Despite conventional wisdom to the contrary, most consumers say they are satisfied with their primary financial institutions, according to the household finances module of Expectations & Experiences, the Fiserv quarterly consumer trends survey conducted by Harris Poll. While that may be welcome news overall, there are definite areas for improvement, particularly with that important and often mentioned segment – millennials.
This study was conducted within the U.S. between October 22 and November 5, 2015 by Harris Poll on behalf of Fiserv, Inc., among 3,050 U.S. adults ages 18 or older who are part of a household that currently has a checking account with a bank, credit union, brokerage firm or other financial organization, and who have at least some level of involvement in managing their household finances. The Expectations & Experiences paper summarizes the findings and methodology.
At 65 percent, customer satisfaction scores for early millennials (ages 18-24) are 26 percent lower than for seniors (88 percent), which may speak to changing expectations and less favorable views of financial institutions among younger generations. Even among millennials, scores increase with age; 75 percent of late millennials (ages 25–35) say they are highly satisfied with their financial organizations – 15 percent higher than for early millennials.
"Millennials want financial services that fit how they live and do business, and they'll shop around until they find a financial organization that offers the speed, customization and guidance they're looking for," said Nikki Waters, vice president, Consumer Marketing, Fiserv. "Some financial institutions may not yet be equipped to provide this type of tailored information and services, leaving many millennials wanting – and searching – for more."

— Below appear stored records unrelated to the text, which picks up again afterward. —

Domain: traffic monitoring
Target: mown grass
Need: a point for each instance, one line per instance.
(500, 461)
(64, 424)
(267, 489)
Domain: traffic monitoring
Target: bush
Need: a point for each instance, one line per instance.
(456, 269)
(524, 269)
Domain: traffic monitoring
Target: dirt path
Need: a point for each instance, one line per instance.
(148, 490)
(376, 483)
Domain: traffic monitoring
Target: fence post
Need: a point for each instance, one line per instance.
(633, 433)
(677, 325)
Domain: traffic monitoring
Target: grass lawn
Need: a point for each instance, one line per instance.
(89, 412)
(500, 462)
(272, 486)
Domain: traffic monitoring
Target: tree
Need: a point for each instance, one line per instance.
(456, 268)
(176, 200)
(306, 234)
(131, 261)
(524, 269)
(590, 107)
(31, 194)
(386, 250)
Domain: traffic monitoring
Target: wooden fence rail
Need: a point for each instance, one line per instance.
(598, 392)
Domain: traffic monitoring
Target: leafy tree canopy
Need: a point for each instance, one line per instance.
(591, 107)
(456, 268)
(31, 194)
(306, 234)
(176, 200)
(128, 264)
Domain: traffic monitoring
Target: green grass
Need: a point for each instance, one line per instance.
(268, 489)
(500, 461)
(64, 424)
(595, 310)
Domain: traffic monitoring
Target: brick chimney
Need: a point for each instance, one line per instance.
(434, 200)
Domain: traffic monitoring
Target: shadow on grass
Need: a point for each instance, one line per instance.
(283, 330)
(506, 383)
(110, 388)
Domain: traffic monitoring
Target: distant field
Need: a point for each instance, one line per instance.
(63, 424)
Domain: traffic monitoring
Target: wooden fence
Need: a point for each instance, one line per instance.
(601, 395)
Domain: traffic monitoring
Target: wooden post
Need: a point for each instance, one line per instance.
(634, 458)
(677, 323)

As a group, millennials appear to have a difficult time making their way financially, with 48 percent of early millennials saying they feel lost when trying to manage their household expenses, according to the survey. For guidance, early millennials most often turn to family members (66 percent). However, compared to older generations, millennials as a whole express the highest interest in unbiased financial guidance and support from their financial institutions through such tools as webinars and comparison tools.

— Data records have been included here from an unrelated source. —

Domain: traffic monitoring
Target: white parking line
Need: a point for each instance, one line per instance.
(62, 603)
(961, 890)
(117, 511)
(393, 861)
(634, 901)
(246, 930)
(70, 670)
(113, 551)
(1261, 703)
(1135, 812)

In addition to providing real-time information and enhanced mobile security, financial institutions that offer help setting up and sticking to a budget, tools for managing debt and bills, and alerts when finances go off course may be more likely to establish long-lasting, satisfying relationships with their millennial accountholders. Customer service also looms large with younger generations – 26 percent of early millennials who have more than one financial organization say the reason they have multiple financial organizations is because they like to "shop around" when choosing a financial organization and having multiple financial organizations helps them assess the level of customer service.

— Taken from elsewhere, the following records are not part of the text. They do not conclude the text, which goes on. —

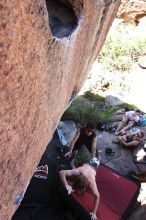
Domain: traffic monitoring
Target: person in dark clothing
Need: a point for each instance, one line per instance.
(84, 136)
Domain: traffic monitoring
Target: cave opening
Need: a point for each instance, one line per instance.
(62, 18)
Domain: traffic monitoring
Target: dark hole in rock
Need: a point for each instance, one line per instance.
(62, 18)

Most households use multiple institutions to satisfy their needs, with 41 percent using four or more. However, only 25 percent of early millennials use this many financial institutions – a figure that jumps to 45 percent for late millennials. As they grow more comfortable with their finances, millennials may be especially inclined to pick and choose the services they want with multiple financial services providers. This generation has a "consume-as-you-go" attitude. For example, many may rather pay for a seat in a shared car service than own a car. Diversified offerings, especially digital products and solutions, will help keep consumers from going elsewhere – and earn more wallet share for the financial institution.
Although people choose a bank or credit union for several reasons, they stay when they are satisfied with the relationship they have with their financial institution. Seventy-six percent of all households are satisfied (rating of 8–10 on a scale from 0–10) with their primary financial institutions, and 53 percent of households view their financial organizations as partners in financial management.
The bottom line? People are satisfied with their financial institutions, but this satisfaction – and what is needed to maintain it – is being reset by millennials. To stay relevant, financial organizations must offer the products, services and support that are in step with how people live and work today.